Kinshasa accuse le régime Kagame de piller minerais à l'ONU

Kinshasa accuse le régime Kagame de piller minerais à l'ONU

Le 17 juillet 2026, les représentants de Kinshasa ont pris la parole lors d'une session de l'Organisation des Nations Unies pour dénoncer le régime du président rwandais Paul Kagame, l'accusant de piller les minerais congolais. Cette prise de position s'inscrit dans la continuité de la politique du président congolais Félix Tshisekedi, qui n’a pas modifié son analyse de la guerre qui sévit dans l’est du pays.

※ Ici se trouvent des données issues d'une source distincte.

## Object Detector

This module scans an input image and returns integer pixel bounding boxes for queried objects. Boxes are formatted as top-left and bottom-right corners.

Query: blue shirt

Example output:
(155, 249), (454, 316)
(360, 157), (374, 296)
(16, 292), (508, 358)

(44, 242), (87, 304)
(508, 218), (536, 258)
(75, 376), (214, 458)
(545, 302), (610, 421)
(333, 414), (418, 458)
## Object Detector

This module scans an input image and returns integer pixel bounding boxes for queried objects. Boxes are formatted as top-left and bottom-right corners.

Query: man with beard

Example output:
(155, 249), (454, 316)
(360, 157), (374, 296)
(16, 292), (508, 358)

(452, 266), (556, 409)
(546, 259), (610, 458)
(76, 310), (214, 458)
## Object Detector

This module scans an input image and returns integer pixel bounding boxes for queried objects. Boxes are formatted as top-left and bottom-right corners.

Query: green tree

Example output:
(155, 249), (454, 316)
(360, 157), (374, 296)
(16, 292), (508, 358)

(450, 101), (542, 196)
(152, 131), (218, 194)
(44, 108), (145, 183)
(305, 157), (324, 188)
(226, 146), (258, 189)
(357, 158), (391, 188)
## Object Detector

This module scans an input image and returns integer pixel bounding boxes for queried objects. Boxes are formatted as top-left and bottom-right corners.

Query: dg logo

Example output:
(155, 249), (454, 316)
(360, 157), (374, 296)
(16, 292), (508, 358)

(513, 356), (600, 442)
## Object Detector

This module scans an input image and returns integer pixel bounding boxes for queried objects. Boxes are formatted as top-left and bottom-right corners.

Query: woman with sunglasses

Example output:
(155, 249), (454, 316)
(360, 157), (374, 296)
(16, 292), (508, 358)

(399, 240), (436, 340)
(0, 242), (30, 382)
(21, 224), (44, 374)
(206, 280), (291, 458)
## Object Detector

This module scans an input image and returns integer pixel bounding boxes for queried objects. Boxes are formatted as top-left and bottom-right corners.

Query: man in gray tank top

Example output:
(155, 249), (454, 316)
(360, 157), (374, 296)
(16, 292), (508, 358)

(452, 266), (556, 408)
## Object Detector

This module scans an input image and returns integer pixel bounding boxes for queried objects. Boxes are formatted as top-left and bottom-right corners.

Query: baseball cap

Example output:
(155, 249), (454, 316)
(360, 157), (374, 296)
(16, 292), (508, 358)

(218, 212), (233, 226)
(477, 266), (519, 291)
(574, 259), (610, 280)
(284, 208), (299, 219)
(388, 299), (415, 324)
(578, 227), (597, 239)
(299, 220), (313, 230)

Selon les autorités congolaises, l’enjeu dépasse désormais les simples considérations techniques ou économiques. Il est qualifié d’existentiel, le pays étant riche des minerais les plus convoités au niveau mondial, mais subissant les conséquences les plus lourdes de la convoitise internationale. Le prix payé par la population et les institutions congolaises est décrit comme le plus élevé de cette ruée mondiale sur les ressources naturelles.

Au cœur du drame, le nom de Rubaya revient de façon récurrente. Ce bassin minier, situé dans la province du Nord‑Kivu, a été pris par la rébellion de l’AFC‑M23, qui, selon Kinshasa, bénéficie du soutien direct de l’armée rwandaise. La perte de ce site stratégique, riche en coltan et en d’autres minéraux stratégiques, est présentée comme une illustration concrète de la cause profonde du conflit.

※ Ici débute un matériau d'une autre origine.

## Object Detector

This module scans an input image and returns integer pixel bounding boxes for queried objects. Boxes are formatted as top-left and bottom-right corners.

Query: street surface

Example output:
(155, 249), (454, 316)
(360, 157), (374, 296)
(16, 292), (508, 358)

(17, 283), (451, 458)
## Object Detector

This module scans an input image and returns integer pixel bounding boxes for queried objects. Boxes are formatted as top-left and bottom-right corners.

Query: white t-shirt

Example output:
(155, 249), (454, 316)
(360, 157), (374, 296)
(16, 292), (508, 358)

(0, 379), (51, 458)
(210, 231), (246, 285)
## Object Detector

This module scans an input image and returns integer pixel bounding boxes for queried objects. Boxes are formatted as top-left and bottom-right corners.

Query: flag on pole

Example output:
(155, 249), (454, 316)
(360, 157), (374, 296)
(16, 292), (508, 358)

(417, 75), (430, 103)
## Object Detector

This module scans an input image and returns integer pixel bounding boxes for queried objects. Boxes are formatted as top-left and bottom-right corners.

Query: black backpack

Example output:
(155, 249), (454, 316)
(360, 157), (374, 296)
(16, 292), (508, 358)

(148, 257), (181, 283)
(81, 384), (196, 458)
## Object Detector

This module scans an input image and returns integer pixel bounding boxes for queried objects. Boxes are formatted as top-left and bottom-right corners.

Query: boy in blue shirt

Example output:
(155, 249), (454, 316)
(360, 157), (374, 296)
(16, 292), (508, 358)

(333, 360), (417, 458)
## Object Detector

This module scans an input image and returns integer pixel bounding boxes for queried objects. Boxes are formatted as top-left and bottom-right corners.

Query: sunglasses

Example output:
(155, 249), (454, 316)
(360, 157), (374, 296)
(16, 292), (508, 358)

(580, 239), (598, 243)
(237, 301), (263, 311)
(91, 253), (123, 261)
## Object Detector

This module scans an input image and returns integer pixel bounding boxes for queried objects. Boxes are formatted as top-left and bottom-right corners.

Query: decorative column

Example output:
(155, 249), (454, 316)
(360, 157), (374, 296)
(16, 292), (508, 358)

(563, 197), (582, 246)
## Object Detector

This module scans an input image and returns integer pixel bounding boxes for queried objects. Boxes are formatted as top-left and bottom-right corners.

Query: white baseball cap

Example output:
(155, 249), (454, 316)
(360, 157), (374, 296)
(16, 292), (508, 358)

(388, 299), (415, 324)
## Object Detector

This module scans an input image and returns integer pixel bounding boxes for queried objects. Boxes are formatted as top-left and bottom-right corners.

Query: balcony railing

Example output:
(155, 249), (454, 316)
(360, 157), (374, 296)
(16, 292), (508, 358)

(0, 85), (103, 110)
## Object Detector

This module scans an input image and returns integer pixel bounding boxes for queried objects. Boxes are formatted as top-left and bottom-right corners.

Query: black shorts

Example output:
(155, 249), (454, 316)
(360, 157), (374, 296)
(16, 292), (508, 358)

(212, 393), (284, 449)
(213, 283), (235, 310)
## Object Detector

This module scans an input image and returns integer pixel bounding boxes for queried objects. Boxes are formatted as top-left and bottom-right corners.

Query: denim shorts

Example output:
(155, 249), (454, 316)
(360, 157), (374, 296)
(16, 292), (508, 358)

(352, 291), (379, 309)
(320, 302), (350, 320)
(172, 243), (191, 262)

Les autorités congolaises affirment que l’exploitation qui s’y déroule n’est plus une simple activité industrielle, mais un pillage organisé. Elles dénoncent le silence, voire la complicité, de la communauté internationale face à ce phénomène. Le terme « pillage organisé » est utilisé pour souligner le caractère systématique et planifié de l’extraction illégale, qui se déroule sous le couvert d’une relative impunité.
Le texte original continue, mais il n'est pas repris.